The results are summarized in two recent reports co-authored by Matthew C. Ingram, Octavio Rodríguez Ferreira, and David A. Shirk. The full report (135 pages, 14.1MB) can be found here and the special report (32 pages, 4.6 MB) can be found here.
Judges from nine states were included in the survey: Baja California, Coahuila, Chihuahua, Jalisco, Michoacan, Nuevo Leon, Oaxaca, Yucatan, and Zacatecas. Of these, prosecutors and public defenders were included from selected states. The Justiciabarometro survey was conducted through the professional polling firm Data y Opinion Publica y Mercados (DATA-OPM), which made over 2,800 telephone calls made from October to December 2010 to the 1,098 sitting judges, prosecutors, and public defenders identified in all nine states, achieving an overall response rate of 276 completed interviews (22.4%).
The survey provides useful indicators for evaluating the performance of Mexico's criminal justice system and provides a baseline for benchmarking the future progress of the 2008 judicial reform, which introduces major changes to criminal procedure that have generated some concerns in the legal community.
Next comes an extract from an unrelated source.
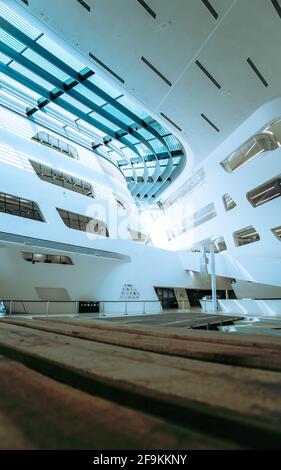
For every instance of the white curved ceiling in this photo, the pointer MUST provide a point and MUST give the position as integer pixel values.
(120, 32)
Among this study's findings, 36% of respondents asserted that there has been a deliberate campaign to discredit the country's traditional criminal justice system, and nearly 40% of respondents viewed the 2008 reform as the result of foreign pressure. Even so, more than 80% held generally positive views of the reform, and 76% preferred moving from Mexico's traditional system to new "oral trials." Only 47% of respondents believe that the reform will help to reduce criminality, but the vast majority believe that the reforms will speed up criminal proceedings (70%) and reduce corruption in the judicial sector (84%).